Re: http charset labelling

Larry Masinter (masinter@parc.xerox.com)
Thu, 1 Feb 1996 11:57:58 PST


To: keld@dkuug.dk
Cc: uri@bunyip.com
In-Reply-To: Keld J|rn Simonsen's message of Thu, 1 Feb 1996 11:24:11 -0800 <199602011924.UAA26497@dkuug.dk>
Subject: Re: http charset labelling
From: Larry Masinter <masinter@parc.xerox.com>
Message-Id: <96Feb1.115759pst.2733@golden.parc.xerox.com>
Date: Thu, 1 Feb 1996 11:57:58 PST

No, I think that if people write URLs on business cards, they should
write them in a way that the recipient of the business card can type
in. So if I visit Japan and someone gives me a business card with
their URL on it, and I come home and type this into my system, I
should be able to type it in based on the capabilities of *my* system,
and not the system of the person who gave me the card.

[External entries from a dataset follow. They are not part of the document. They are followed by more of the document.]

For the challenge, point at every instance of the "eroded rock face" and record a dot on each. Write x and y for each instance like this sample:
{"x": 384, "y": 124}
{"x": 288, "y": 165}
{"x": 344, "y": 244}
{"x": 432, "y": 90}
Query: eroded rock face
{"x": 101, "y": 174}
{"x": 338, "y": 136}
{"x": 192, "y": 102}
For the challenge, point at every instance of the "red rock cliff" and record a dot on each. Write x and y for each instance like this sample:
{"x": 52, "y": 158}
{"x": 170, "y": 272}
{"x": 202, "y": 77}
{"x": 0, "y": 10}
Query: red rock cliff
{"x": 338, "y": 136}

My system only supports ISO-8859-1. Do you want to require me to have
a Japanese typing system before I can type in this person's URL? (I'd
like one, arigato gozaimasu, but it isn't the standard configuration
in my office.) I suppose you think that typing in their URL won't be
useful to me if my system doesn't display Kanji, but being able to
display it is easier than being able to type it.

Maybe they'll need or want to print two URLs on their business card,
the Kanji version for those folks who can type in Kanji directly, and
the ascii-encoded version for those people like me who have to deal
with a Kanji-impoverished system like this dumb workstation I'm using
now.

> I am not sure what you are saying here: do you mean that the user
> should know what charset the URL is encoded in at the server?

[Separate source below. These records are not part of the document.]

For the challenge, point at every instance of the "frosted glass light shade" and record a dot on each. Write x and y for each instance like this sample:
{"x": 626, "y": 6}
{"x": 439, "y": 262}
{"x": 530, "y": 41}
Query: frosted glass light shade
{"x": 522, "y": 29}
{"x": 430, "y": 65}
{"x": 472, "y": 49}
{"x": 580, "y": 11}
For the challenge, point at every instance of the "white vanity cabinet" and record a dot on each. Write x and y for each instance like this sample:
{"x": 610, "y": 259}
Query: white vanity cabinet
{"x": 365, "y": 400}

I'm saying that URLs must clearly show in all of their presentations
the charset used to encode any non-ASCII data. Otherwise, the Big5
user might type in Big5 URLs to a shift-Jis server.

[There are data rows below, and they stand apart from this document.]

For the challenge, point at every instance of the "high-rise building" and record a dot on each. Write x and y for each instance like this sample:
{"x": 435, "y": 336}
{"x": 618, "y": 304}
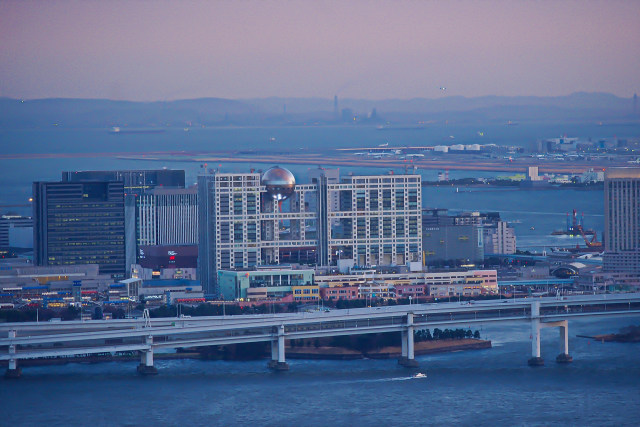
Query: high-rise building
{"x": 133, "y": 180}
{"x": 136, "y": 183}
{"x": 80, "y": 223}
{"x": 16, "y": 231}
{"x": 364, "y": 220}
{"x": 622, "y": 220}
{"x": 499, "y": 238}
{"x": 167, "y": 216}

I'm suggesting you could use a similar mechanism to that in Section 2
of RFC 1522. Not the *same* mechanism,

(a) because URLs need to appear in the same context as RFC 1522
outlines and the =? designation would confuse any interpreter of
RFC1522
(b) because ? has a reserved significance in URLs and the requirement
to encode them would be onerous
(c) because URLs already have a designated and different 'encoding',
the RFC1522 encoding is not necessary.


That is, you could define a charset-enabled HTTP URL as:

     http://host.dom/charset/encoded-text

and designate that some web servers might be 'charset-enabled'.
This doesn't change the HTTP protocol or the URL syntax.

People who wanted to use anything other than ISO-8859-1 in their file
names on their web servers could write URLs as

   http://host.dom.jp/shift-jis/%1B$B!X%1B

or whatever (apologies for bad shift-jis) on their business cards.